Malaysian arrested for using fake credit card
Lim Soon Ling, a 53-year-old man from Malaysia, was arrested for using a fake passport and credit card to withdraw US$10,000 from a bank in Ho Chi Minh City’s District 1 on Monday.
On Monday morning, Ling and a Vietnamese woman went to a bank on Mac Thi Buoi Street to withdraw the money from an account under the name of a Singaporean.
Ling showed the bank staff a passport and a credit card both of which show the name of the Singaporean.
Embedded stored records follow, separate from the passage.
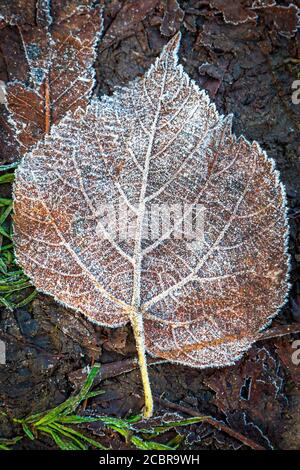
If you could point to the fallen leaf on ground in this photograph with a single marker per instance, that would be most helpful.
(198, 300)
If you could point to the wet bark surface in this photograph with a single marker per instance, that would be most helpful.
(246, 55)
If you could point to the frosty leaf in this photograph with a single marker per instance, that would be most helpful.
(60, 53)
(158, 141)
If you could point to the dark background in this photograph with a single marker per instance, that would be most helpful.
(246, 55)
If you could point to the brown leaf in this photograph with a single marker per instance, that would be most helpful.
(172, 18)
(250, 394)
(60, 57)
(201, 302)
(234, 12)
(126, 20)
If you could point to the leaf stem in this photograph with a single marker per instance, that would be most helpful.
(138, 331)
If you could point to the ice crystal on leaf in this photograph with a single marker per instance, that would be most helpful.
(158, 140)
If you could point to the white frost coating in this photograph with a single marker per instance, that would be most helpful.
(2, 92)
(160, 139)
(61, 60)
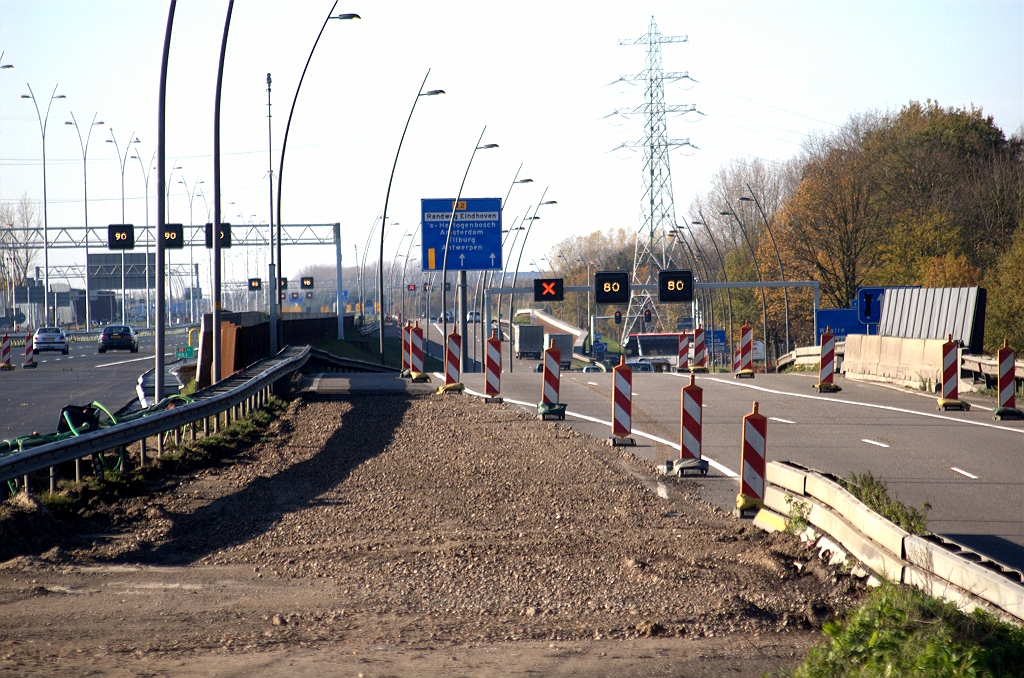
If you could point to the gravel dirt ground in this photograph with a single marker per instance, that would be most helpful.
(388, 536)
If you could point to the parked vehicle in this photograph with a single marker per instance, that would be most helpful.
(49, 339)
(528, 341)
(117, 337)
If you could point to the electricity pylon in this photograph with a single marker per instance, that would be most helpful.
(657, 211)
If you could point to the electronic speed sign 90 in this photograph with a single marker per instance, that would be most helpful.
(675, 286)
(225, 236)
(173, 237)
(611, 287)
(121, 237)
(548, 289)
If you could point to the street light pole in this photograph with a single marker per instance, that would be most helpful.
(781, 273)
(462, 273)
(515, 278)
(387, 197)
(284, 144)
(85, 201)
(46, 252)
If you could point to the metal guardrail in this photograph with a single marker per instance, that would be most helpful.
(252, 382)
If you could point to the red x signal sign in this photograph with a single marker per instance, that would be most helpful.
(548, 289)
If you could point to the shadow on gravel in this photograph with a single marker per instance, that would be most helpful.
(364, 432)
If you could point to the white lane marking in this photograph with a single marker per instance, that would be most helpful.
(134, 359)
(862, 405)
(725, 470)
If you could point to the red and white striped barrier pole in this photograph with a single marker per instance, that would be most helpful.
(690, 436)
(5, 353)
(493, 371)
(699, 351)
(452, 365)
(550, 387)
(745, 352)
(1007, 398)
(752, 480)
(30, 361)
(683, 363)
(416, 353)
(826, 364)
(622, 404)
(949, 385)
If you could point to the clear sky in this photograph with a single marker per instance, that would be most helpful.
(542, 76)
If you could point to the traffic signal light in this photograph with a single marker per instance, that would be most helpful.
(675, 286)
(548, 289)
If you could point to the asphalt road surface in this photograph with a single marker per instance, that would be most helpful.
(965, 464)
(31, 399)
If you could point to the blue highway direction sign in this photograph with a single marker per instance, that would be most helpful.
(476, 234)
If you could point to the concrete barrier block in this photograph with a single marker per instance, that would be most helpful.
(971, 577)
(859, 546)
(867, 521)
(785, 476)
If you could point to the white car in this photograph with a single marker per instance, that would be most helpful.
(49, 339)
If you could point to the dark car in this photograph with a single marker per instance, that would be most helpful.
(118, 337)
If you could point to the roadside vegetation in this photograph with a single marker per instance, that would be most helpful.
(900, 631)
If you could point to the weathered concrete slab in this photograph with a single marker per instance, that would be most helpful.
(365, 384)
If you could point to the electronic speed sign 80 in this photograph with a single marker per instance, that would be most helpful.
(121, 237)
(675, 286)
(548, 289)
(173, 237)
(611, 287)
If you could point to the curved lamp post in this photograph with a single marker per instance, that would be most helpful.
(85, 201)
(781, 273)
(515, 278)
(387, 197)
(764, 303)
(288, 127)
(448, 241)
(43, 120)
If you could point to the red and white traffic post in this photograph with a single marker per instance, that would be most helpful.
(683, 363)
(949, 384)
(622, 404)
(826, 364)
(690, 435)
(549, 407)
(5, 353)
(745, 370)
(30, 361)
(416, 353)
(1007, 397)
(699, 351)
(752, 461)
(453, 368)
(493, 371)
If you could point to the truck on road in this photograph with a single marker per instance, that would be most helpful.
(563, 342)
(528, 341)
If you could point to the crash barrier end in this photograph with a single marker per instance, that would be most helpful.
(945, 404)
(551, 411)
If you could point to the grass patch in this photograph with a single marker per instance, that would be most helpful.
(875, 494)
(900, 631)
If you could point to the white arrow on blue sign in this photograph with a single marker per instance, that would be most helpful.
(476, 234)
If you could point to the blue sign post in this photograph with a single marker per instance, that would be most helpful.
(476, 234)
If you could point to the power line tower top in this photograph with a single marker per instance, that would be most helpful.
(657, 212)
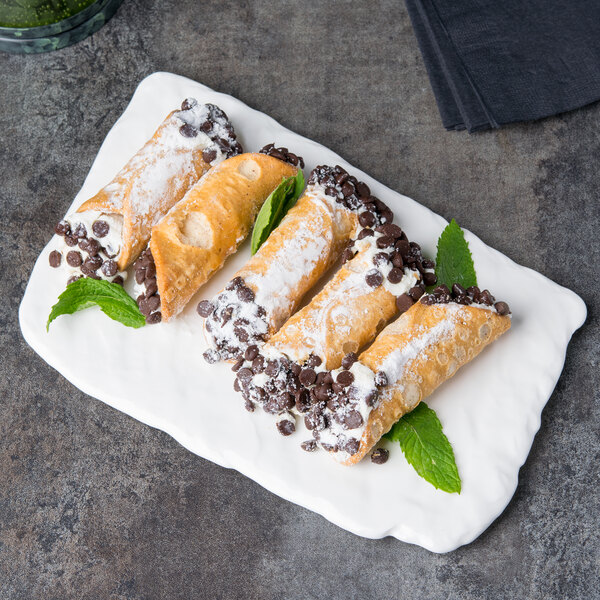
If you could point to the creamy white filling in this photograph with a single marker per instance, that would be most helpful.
(111, 243)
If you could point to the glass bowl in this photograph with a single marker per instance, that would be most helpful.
(30, 26)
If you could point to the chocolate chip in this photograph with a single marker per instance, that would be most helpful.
(74, 258)
(154, 318)
(366, 219)
(371, 398)
(272, 368)
(245, 375)
(365, 233)
(397, 260)
(55, 258)
(429, 279)
(188, 130)
(321, 391)
(245, 294)
(416, 292)
(392, 230)
(379, 456)
(302, 401)
(502, 308)
(92, 247)
(258, 365)
(241, 334)
(352, 446)
(91, 264)
(226, 315)
(100, 228)
(374, 278)
(352, 419)
(251, 352)
(313, 361)
(345, 378)
(286, 427)
(458, 290)
(404, 302)
(321, 377)
(62, 228)
(381, 379)
(80, 231)
(395, 275)
(385, 241)
(307, 377)
(206, 127)
(309, 445)
(109, 268)
(362, 189)
(209, 155)
(347, 254)
(486, 298)
(347, 189)
(349, 360)
(381, 258)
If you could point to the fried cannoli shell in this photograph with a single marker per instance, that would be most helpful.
(193, 240)
(424, 347)
(340, 319)
(151, 182)
(308, 241)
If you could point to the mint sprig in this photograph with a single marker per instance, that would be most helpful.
(426, 448)
(419, 432)
(454, 263)
(112, 299)
(281, 199)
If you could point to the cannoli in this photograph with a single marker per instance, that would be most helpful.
(311, 237)
(108, 231)
(196, 236)
(407, 361)
(385, 276)
(348, 409)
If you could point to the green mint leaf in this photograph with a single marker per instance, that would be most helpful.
(112, 299)
(426, 448)
(281, 199)
(454, 263)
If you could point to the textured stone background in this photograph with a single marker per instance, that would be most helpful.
(95, 505)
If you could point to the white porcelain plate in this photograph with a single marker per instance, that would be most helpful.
(490, 410)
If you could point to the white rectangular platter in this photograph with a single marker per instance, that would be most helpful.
(490, 410)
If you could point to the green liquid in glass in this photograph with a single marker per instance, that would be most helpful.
(34, 13)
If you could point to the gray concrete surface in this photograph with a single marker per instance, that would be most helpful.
(95, 505)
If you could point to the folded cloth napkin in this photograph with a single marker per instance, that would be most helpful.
(492, 62)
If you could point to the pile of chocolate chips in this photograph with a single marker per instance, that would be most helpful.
(145, 274)
(460, 295)
(220, 313)
(283, 154)
(397, 251)
(213, 127)
(85, 253)
(351, 193)
(317, 396)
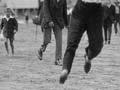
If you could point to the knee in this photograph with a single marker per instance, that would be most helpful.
(71, 47)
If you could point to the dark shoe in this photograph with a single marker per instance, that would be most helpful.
(63, 76)
(58, 62)
(87, 65)
(40, 54)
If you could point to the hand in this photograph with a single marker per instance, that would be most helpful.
(51, 24)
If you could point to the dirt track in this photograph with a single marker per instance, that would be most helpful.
(25, 72)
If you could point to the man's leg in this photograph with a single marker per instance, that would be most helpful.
(12, 45)
(109, 33)
(105, 33)
(115, 26)
(46, 40)
(95, 37)
(6, 45)
(75, 33)
(58, 37)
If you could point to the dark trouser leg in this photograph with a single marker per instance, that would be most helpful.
(75, 33)
(12, 45)
(115, 26)
(105, 33)
(58, 37)
(109, 34)
(95, 35)
(46, 39)
(6, 46)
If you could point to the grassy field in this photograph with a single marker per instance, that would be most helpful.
(24, 71)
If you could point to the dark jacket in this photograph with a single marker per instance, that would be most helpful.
(56, 12)
(8, 26)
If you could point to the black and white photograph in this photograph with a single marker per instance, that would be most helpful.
(59, 44)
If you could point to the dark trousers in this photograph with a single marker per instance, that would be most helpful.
(58, 38)
(117, 21)
(107, 30)
(90, 19)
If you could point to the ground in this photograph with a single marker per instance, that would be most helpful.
(24, 71)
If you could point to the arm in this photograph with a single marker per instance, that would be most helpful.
(65, 13)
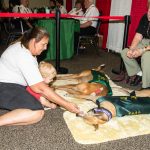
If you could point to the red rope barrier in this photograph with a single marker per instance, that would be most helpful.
(44, 15)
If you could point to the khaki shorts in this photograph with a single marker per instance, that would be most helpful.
(14, 96)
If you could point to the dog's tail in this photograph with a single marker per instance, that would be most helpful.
(100, 67)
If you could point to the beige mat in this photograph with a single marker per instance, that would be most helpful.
(116, 128)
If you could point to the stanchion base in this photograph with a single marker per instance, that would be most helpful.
(120, 76)
(62, 70)
(118, 72)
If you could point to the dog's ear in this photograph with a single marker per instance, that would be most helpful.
(99, 68)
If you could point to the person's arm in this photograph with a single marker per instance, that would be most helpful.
(137, 38)
(49, 94)
(132, 52)
(86, 24)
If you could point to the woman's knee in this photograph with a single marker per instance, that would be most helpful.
(38, 115)
(124, 52)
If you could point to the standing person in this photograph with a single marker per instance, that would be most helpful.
(23, 8)
(19, 68)
(59, 4)
(52, 4)
(13, 3)
(139, 48)
(77, 10)
(87, 24)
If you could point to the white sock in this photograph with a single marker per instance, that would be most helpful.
(139, 73)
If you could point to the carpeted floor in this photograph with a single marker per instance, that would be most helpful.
(52, 133)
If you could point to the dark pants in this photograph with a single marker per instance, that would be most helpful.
(83, 32)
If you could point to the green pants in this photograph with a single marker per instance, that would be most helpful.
(127, 105)
(99, 77)
(133, 67)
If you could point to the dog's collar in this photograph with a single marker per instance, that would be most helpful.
(103, 110)
(96, 92)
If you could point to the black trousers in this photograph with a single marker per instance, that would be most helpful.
(83, 32)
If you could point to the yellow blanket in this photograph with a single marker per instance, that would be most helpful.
(116, 128)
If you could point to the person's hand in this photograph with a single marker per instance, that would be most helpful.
(136, 53)
(129, 53)
(73, 108)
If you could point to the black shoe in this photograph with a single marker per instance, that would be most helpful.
(136, 81)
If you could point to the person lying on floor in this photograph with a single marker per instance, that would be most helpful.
(118, 106)
(90, 82)
(19, 68)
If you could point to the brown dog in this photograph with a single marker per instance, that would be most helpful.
(90, 83)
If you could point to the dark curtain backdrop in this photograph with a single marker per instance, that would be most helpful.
(138, 8)
(104, 6)
(68, 5)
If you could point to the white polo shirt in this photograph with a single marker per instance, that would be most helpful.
(91, 11)
(17, 65)
(21, 9)
(63, 10)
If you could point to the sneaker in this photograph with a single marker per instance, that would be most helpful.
(136, 81)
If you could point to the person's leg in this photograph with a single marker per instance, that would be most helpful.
(23, 108)
(47, 103)
(21, 117)
(131, 65)
(145, 63)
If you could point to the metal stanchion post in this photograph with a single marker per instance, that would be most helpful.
(121, 71)
(59, 69)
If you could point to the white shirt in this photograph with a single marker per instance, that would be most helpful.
(91, 11)
(74, 11)
(63, 10)
(19, 66)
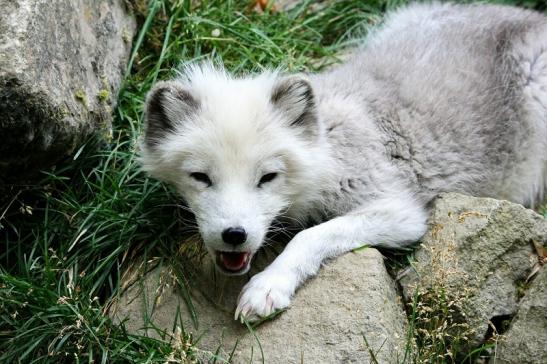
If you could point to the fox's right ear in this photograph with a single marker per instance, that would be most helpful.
(167, 104)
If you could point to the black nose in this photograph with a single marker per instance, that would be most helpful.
(234, 236)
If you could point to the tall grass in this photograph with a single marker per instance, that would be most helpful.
(66, 241)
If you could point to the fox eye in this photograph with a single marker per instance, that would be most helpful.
(266, 178)
(201, 177)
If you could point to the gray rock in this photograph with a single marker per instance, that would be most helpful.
(480, 251)
(61, 64)
(352, 298)
(526, 340)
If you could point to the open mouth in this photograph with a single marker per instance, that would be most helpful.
(233, 262)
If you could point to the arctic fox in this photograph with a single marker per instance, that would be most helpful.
(439, 98)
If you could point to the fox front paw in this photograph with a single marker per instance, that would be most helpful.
(263, 295)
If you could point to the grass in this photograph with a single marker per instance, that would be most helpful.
(66, 241)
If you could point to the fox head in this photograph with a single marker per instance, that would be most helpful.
(240, 151)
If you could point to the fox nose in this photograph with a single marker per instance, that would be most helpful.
(234, 235)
Suspecting these documents, the bank staff called the police who later detained Ling.
The police are still investigating the case.
Mom abandons baby by setting up fake kidnapping
A young mother in the southern province of Bac Lieu has admitted to police that she had set up a fake kidnapping of her 11-day-old boy after she herself left him in a bush near her house on June 30.
22-year-old Le Thi Hong Nuong, from Ward 8 in Bac Lieu City, came to the provincial Social Crime Investigation Police Department yesterday to confess that she had set up her baby’s kidnapping.
Nuong said her family’s living conditions were so difficult that she could no longer bring up the boy and had no other choice than to abandon him by leaving in a bush.
According to Nuong’s kidnapping report, while she was breast feeding her baby at noon on June 30, a masked man broke into the house and muffled her mouth with a piece of cloth and tied her legs.
Right afterwards, the man took the baby away. She later managed to free herself and shouted for help.
Her relatives tried to search for the baby and later found him almost drowned by floodtide in a bush near a canal not far from Nuong’s house.
But Nuong has said she herself had wrapped her son into a piece of cloth and left him in the bush.
The boy was taken to Bac Lieu General Hospital for emergency treatment and has recovered.
Shark caught on Quy Nhon beach for research
A group of scientists from Nha Trang City’s Institute of Oceanography and four fishermen last night successfully caught a 40-kg shark offshore in Quy Nhon City in the central province of Binh Dinh for research.
The shark, which is 1 m long and has a 16.5 cm wide palate, has been sent back to the institute.
Nguyen Phi Uy Vu from the institute said this was the first time the institute in collaboration with local fishermen had successfully caught a shark ever since sharks first appeared in Quy Nhon in 2009 to attack tourists as part of a research project on shark attacks on Quy Nhon beaches.
From July 2009 to May 2010, three sharks attacked and injured 6 people in Quy Nhon.
Before this successful catch, the institute had made five trips to Binh Dinh to lure sharks into traps but failed.
For their part, Binh Dinh authorities and fishermen have so far captured five sharks in the area, one of which weighs as much as half a ton.